Coluna antimanicomial, antiproibicionista, abolicionista penal e anticapitalista. Esse espaço se propõe a receber relatos de pessoas que têm ou já tiveram alguma experiência com a loucura: 1) pessoas da classe trabalhadora (dos segmentos de pessoas usuárias, familiares, trabalhadoras, gestoras, estudantes, residentes, defensoras públicas, pesquisadoras) que já viveram a experiência da loucura, do sofrimento psicossocial, já foram atendidas ou deixaram de ser atendidas e/ou trabalham ou trabalharam em algum dispositivo de saúde e/ou assistência do SUS, de entidades privadas ou do terceiro setor; 2) pessoas egressas do sistema prisional; 3) pessoas sobreviventes de manicômios, como comunidades terapêuticas e hospitais psiquiátricos, e outras instituições asilares; 4) pessoas do controle social; 5) pessoas da sociedade civil organizada, movimentos sociais Antimanicomiais, Antiproibicionistas, Abolicionistas Penais, Antirracistas, AntiLGBTFóbicos, Anticapitalistas e Feministas.

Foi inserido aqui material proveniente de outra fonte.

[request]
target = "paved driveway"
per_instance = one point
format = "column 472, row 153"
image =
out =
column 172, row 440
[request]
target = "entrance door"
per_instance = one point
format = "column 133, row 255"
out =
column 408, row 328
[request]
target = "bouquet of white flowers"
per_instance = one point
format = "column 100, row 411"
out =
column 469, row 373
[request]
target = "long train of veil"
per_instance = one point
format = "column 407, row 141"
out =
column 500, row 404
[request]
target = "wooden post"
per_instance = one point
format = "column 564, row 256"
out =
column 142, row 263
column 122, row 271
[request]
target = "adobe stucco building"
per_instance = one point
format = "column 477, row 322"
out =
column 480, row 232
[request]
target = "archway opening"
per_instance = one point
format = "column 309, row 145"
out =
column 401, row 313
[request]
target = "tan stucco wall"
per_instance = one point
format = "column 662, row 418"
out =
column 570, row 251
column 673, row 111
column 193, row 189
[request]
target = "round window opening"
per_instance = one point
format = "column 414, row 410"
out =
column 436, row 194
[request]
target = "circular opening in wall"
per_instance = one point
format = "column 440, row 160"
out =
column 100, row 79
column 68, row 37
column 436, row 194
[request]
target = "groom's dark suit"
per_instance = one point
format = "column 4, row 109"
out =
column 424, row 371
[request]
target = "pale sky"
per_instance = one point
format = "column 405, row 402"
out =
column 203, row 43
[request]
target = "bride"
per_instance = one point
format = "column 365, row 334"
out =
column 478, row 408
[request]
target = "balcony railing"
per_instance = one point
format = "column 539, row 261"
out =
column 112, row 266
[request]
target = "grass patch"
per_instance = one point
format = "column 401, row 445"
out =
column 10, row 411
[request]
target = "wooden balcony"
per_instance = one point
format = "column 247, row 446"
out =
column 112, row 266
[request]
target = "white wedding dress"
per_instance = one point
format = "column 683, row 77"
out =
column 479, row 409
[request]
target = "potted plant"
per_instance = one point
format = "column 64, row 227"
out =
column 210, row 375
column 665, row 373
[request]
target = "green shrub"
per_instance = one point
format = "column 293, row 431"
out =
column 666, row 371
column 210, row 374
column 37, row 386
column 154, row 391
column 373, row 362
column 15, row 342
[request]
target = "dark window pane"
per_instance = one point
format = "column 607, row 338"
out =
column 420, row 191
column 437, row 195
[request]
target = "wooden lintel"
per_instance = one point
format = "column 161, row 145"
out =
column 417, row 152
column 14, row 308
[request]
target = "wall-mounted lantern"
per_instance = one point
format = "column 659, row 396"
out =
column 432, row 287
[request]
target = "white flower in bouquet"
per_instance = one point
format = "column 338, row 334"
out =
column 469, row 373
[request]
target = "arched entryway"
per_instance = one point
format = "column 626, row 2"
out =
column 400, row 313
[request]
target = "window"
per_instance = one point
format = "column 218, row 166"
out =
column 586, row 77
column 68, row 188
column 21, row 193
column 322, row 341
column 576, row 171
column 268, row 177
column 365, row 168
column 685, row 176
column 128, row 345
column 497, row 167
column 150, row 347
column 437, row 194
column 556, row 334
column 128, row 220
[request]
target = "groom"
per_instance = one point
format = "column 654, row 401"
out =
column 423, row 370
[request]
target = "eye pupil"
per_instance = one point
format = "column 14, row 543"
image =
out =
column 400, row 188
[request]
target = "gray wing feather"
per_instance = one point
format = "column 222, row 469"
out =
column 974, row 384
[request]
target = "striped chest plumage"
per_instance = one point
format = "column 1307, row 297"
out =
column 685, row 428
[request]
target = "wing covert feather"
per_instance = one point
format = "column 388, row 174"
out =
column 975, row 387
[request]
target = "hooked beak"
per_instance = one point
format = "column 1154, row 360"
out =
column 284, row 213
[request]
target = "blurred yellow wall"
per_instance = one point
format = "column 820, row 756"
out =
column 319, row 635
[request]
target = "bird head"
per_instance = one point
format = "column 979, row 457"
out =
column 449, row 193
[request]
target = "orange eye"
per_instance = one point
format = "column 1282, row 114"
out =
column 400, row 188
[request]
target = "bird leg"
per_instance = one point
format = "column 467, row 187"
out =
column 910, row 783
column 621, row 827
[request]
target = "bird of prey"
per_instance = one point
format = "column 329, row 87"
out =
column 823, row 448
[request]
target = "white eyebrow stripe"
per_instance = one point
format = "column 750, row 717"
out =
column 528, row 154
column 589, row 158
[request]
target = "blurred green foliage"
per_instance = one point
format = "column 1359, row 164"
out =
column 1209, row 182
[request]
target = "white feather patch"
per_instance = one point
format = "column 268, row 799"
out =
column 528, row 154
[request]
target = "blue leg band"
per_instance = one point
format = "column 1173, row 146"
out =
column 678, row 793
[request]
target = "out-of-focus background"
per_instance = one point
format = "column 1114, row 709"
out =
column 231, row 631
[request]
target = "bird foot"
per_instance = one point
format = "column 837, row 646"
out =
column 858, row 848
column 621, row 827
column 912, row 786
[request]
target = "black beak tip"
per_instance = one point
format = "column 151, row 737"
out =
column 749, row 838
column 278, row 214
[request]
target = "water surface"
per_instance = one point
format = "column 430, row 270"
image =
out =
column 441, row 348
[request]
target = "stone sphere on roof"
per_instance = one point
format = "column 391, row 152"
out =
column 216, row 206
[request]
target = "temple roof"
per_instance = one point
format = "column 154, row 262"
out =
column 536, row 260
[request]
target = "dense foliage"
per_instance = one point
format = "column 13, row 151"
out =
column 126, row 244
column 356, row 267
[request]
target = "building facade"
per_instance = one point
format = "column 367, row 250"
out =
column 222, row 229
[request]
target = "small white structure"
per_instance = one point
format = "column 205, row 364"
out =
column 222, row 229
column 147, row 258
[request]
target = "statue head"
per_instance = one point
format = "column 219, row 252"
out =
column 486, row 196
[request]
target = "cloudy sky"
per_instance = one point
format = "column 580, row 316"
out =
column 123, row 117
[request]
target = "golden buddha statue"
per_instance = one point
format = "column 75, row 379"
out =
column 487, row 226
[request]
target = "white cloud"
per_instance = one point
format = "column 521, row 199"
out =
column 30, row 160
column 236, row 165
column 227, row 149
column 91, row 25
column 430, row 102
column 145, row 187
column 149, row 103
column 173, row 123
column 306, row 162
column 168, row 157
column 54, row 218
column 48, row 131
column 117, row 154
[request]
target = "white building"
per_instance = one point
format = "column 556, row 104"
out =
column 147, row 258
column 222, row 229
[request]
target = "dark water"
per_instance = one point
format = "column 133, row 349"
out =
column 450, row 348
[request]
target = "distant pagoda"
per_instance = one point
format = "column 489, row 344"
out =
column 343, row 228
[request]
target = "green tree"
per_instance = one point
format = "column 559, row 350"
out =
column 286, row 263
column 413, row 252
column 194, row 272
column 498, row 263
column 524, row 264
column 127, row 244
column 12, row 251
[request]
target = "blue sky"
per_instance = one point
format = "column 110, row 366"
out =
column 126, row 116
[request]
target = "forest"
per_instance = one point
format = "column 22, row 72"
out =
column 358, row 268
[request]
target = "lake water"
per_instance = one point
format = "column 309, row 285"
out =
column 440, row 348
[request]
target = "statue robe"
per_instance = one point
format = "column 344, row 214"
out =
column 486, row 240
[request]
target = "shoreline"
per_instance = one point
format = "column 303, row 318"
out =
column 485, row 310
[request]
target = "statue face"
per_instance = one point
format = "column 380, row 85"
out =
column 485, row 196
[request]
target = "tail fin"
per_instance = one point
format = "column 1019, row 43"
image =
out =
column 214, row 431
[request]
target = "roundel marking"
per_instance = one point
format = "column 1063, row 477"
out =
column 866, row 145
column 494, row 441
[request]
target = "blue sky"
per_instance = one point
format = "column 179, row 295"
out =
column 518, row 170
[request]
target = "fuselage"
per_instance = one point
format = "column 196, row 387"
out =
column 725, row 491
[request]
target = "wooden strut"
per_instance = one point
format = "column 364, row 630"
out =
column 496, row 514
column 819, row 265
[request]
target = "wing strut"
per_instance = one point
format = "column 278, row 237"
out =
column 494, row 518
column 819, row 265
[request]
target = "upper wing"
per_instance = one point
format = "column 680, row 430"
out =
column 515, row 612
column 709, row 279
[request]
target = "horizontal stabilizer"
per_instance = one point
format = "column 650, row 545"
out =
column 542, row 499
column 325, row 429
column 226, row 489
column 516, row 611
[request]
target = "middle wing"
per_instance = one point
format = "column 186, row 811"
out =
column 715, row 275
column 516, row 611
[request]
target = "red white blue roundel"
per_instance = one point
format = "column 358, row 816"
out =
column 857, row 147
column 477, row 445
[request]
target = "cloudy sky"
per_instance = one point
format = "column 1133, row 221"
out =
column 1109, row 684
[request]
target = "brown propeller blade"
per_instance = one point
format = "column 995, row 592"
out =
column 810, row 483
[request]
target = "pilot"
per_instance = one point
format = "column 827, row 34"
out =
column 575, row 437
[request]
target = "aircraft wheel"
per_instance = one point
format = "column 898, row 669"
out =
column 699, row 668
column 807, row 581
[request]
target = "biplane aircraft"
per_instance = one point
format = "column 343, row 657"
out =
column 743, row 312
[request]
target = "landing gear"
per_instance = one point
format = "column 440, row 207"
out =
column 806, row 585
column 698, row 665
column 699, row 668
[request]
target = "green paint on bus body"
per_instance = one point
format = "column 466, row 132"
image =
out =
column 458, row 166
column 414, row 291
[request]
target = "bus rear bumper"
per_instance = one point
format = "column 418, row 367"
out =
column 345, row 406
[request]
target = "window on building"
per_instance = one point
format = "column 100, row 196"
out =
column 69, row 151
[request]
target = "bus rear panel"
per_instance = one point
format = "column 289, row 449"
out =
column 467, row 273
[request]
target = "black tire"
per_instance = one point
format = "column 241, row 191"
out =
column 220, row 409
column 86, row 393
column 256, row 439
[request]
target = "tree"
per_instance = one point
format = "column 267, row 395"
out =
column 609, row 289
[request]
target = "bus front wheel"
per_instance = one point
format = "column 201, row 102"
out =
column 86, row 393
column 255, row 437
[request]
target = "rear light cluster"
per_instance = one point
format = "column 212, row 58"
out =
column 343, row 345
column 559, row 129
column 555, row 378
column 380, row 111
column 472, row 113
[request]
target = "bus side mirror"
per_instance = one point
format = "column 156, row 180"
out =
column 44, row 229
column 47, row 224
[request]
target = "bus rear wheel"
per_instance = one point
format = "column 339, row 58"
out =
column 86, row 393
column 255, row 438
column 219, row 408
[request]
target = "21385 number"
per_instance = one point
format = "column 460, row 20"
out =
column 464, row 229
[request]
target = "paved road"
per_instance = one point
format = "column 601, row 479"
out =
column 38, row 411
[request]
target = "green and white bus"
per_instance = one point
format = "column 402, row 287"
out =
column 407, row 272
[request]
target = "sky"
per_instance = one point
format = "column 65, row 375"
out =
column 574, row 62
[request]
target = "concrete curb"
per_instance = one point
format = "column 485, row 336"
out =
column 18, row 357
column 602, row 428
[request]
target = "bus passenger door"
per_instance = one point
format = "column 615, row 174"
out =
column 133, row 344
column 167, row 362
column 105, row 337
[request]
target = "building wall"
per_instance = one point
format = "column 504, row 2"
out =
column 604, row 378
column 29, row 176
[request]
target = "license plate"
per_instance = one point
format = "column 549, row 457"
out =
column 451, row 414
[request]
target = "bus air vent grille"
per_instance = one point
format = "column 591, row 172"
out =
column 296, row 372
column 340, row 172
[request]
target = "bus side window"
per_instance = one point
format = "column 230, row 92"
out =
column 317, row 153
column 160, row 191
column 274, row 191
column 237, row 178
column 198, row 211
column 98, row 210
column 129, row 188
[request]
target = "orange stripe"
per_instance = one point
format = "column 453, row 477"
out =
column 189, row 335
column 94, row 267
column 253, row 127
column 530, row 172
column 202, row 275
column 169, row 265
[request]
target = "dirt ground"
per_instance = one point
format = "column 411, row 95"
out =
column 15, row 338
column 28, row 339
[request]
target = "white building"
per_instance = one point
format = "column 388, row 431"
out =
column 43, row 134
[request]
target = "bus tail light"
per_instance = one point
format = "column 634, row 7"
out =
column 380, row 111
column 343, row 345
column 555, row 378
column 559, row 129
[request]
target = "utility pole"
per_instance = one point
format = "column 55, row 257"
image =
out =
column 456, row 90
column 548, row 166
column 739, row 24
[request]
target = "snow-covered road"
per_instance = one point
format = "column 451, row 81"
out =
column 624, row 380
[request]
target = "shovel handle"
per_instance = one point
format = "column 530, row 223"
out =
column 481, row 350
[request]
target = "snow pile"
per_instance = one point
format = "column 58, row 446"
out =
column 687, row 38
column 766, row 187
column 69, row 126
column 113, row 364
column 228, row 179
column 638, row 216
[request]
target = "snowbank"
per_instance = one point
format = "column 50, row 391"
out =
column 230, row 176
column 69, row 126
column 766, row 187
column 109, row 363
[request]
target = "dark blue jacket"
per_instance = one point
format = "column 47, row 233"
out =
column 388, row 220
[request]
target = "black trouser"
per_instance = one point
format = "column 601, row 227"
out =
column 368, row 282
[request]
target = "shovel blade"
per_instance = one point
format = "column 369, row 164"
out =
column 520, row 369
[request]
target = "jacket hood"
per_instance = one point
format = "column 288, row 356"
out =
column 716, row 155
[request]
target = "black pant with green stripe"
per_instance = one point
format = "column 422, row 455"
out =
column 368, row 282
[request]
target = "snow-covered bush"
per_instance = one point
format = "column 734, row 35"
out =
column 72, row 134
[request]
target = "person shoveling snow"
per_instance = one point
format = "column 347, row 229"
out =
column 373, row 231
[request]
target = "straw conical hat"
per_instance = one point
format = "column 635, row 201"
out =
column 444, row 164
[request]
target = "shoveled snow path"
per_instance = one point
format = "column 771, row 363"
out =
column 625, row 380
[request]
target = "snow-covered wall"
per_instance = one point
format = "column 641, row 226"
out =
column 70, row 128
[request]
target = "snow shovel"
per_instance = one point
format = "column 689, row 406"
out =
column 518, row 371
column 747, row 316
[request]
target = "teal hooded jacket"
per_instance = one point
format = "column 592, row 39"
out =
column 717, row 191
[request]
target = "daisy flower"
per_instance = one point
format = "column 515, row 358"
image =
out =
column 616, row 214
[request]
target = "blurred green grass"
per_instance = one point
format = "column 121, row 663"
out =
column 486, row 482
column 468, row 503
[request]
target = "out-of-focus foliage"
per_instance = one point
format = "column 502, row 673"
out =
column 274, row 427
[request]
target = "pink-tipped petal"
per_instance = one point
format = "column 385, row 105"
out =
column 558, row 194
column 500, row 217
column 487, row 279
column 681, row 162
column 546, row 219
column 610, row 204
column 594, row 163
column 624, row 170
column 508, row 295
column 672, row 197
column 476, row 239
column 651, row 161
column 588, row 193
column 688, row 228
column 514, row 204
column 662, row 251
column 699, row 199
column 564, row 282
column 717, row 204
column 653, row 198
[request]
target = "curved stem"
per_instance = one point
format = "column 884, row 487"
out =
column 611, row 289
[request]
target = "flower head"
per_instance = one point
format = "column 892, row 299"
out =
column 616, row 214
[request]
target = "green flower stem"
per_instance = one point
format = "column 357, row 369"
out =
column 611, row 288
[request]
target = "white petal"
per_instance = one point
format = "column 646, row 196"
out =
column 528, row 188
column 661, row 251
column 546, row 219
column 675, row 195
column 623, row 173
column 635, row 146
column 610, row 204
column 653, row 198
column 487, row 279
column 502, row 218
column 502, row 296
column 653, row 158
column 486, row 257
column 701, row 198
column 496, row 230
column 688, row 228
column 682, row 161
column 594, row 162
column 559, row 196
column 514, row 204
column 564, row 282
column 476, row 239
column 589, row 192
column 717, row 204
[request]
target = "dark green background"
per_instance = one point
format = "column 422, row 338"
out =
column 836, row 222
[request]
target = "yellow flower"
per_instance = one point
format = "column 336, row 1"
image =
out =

Temos como princípio o fim de tudo que aprisiona e tutela e lutamos por uma sociedade sem manicômios, sem comunidades terapêuticas e sem prisões!

COLUNISTAS

Monica Vasconcellos Cruvinel – Mulher, latinoamericana, feminista, escrivinhadora, mãe, usuária da RAPS, militante da Resistência-Campinas, da Luta Antimanicomial pela Coletiva Livre Nacional de Mulheres e Saúde Mental Antimanicomial (CLNMSMA) e Conselheira Municipal de Saúde;

Laura Fusaro Camey – Militante da Rede Nacional Internúcleos da Luta Antimanicomial (RENILA);

Andréa Santos Miron – Mulher, feminista, apaixonada pelo Sistema Único de Saúde, por fazer trilhas e astronôma amadora; Assistente Social de formação pela Universidade Federal de São Paulo, pós-graduada em Saúde Pública, Saúde Mental e Psiquiatria; Militante pela Resistência / Psol – Mauá/SP, pela Coletiva Livre Nacional de Mulheres e Saúde Mental Antimanicomial, pelo Fórum Paulista da Luta da Luta Antimanicomial e Movimento Nacional da Luta Antimanicomial.

Se você quer compartilhar o seu relato conosco, escreva para [email protected]. O relato pode ser anônimo.

Por Pedro Costa

Na quinta-feira, 14 de setembro de 2023, o presidente do Senado, Rodrigo Pacheco (PSD-MG) apresentou uma proposta de emenda à Constituição (PEC) para criminalizar o porte e a posse de substância ilícita, independentemente da quantidade1. Segundo o senador, tal iniciativa vem como contraponto à possível decisão do Supremo Tribunal Federal (STF) de descriminalizar o porte de maconha para uso pessoal2. No momento, o julgamento está paralisado pelo pedido de vistas de André Mendonça, mas com o placar de 5×1 para o não enquadramento da posse de maconha para uso pessoal como argumento suficiente para tipificação de tal porte como crime de tráfico de droga. É preciso apenas mais um voto favorável no STF para que isso ocorra.

Antes de qualquer argumentação, é necessário salientar que a referida PEC se baseia em mitos, ao mesmo tempo que produz outros mitos e, nisso, mistifica aquilo que aborda.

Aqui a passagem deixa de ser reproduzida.